3.2. Time to hospital presentation

The median delay from bite to hospital arrival was 4.5 (2.8–8.9) hours. Patients whose 20WBCT was negative (normal) on arrival had a shorter median delay of 3.1 (2.1–3.8) hours, compared to a delay of 5.3 (3.0–10.1) hours for patients with a positive 20WBCT (abnormal).

3.3. Diagnostic test characteristics of the 20WBCT at time point 0 hour

The 20WBCT was positive (abnormal) in 101 out of 121 patients at timepoint 0h, of which 95 had an INR ≥ 1.4, giving a sensitivity of 87.2% (95%CI: 79.4–92.8) and a specificity of 50.0% (95%CI: 21.1–78.9) (See Table 2). This sample of patients had a pre-test probability of 90%, and the positive predictive value of a positive 20WBCT (abnormal) on admission was 94.1% (95%CI 87.5–97.8). After performing the 20WBCT, the probability of having VICC (post-test probability) increased from 90% to 94%.

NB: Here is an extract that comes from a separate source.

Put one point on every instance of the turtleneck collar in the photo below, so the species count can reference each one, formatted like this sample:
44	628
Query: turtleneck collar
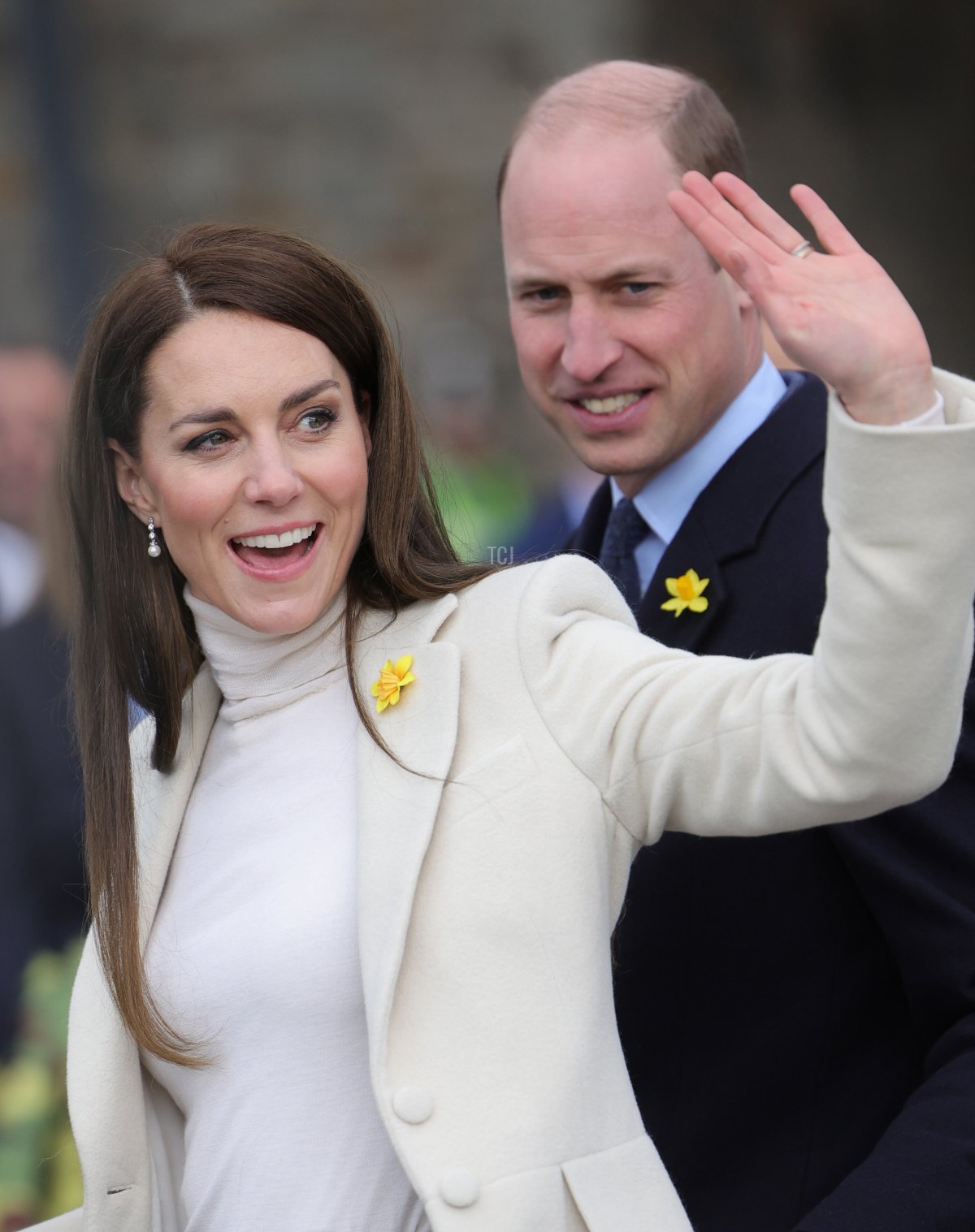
257	672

Table 2. Sensitivity, Specificity, Positive predictive and Negative predictive values of 20WBCT vs INR ≥ 1.4, n = 121.

20WBCT at time 0hr INR
INR ≥ 1.4 INR < 1.4 Total
Positive (abnormal) 95 6 101
Negative (normal) 14 6 20
Total 109 12 121
Sensitivity 87.2% (95%CI: 79.4–92.8)
Specificity 50.0% (95%CI: 21.1–78.9)
Positive predictive value 94.1% (95%CI: 87.5–97.8)
Negative predictive value 30.0% (95%CI: 11.9–54.3)
Likelihood ratio for +ve test 1.7 (95%CI: 1.6–1.9)
Likelihood ratio for -ve test 0.3 (95CI%: 0.1–0.4)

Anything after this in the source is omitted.